Sleep apnea not only causes fatigue, but it can also lead to high blood pressure (due to sudden drops in blood oxygen levels), type 2 diabetes, strokes, and heart attacks.

Circadian Rhythm Disorders

Source: nigms – NIH

Circadian rhythm is essentially the body’s biological clock, which regulates our sleep and wake cycles. Unfortunately, this can become disrupted by issues such as irregular habits and exposure to blue light (the name given to the glow given out by electronic devices like phones, laptops, televisions, and tablets).

Someone suffering from a circadian rhythm disorder does not follow optimal times. There are several types of this disorder, including:

  • Delayed sleep-wake phase. Someone who rests very late at night/early hours of the morning and doesn’t rise until very late the next day.
  • Advanced sleep-wake phase. Someone who falls asleep many hours before a regular bedtime and wakes up exceptionally early the next day.
  • Non-24-hour sleep-wake rhythm. Someone whose pattern moves a little later every day.
  • Irregular sleep-wake rhythm. Someone with no clear pattern which naps throughout the day and night.

The best way to counteract circadian rhythm disorders is to try and get as much natural sunlight as possible during the daytime. Then, limit your mobile device usage. Another useful tip is to make a naplog and try to stick to the same bedtime and wake time every day. Eventually, your body should fall into this routine.

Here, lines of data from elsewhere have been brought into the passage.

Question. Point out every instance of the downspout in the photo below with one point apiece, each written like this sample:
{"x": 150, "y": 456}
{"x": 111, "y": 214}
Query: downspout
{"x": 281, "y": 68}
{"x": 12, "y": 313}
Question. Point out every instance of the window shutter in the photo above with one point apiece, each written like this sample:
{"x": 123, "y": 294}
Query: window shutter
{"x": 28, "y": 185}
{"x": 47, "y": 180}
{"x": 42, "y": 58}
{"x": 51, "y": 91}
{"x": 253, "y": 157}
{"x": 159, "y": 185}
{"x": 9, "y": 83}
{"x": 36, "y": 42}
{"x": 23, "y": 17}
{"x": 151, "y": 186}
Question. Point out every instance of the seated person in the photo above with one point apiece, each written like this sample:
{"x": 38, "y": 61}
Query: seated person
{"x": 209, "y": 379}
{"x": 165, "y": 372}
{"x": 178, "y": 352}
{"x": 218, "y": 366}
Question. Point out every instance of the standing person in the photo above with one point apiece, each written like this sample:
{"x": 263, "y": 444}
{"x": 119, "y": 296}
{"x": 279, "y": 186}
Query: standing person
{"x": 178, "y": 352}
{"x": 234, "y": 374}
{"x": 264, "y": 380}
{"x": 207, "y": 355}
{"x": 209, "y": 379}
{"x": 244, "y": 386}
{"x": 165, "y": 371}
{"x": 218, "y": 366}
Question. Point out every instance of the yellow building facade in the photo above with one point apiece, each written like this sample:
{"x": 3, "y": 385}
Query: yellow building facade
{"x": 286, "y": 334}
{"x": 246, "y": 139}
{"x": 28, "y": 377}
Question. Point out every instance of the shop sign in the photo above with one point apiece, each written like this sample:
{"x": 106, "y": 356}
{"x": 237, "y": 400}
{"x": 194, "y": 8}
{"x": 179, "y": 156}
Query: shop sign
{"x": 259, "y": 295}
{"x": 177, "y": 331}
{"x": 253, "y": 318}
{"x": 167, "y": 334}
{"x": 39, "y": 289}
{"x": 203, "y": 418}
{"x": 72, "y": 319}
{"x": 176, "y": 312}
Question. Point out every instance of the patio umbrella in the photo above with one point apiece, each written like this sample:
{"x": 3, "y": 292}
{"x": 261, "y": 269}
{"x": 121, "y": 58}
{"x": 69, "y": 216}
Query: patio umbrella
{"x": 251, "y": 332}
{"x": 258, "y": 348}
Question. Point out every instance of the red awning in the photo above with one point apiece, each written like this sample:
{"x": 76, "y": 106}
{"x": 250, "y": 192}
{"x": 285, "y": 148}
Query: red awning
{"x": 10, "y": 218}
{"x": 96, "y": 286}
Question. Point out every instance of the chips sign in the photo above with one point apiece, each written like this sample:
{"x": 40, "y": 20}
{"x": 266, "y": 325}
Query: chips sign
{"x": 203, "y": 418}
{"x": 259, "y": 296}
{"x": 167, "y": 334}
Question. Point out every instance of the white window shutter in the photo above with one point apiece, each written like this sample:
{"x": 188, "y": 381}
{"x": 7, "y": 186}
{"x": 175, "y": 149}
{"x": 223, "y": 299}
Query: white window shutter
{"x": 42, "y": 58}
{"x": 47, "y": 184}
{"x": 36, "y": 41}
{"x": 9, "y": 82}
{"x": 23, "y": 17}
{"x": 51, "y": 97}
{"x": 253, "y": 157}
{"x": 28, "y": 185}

Source: Discover Hypnotherapy Dundee

Feeling anxious or stressed is also a common problem. If you aren’t dealing with emotional issues by day, this can place your body into a state of chronic stress that doesn’t go away at night.

To help, you can adopt simple breathing techniques before bed to aid your rest. These exercises include breathing in through your nose for five seconds, holding it for five seconds, exhaling for five seconds, and keeping it for five seconds. Repeat three times to help you unwind and nap.

If you have serious concerns over this problem, make an appointment to see your doctor or find help online on websites such as BetterHelp.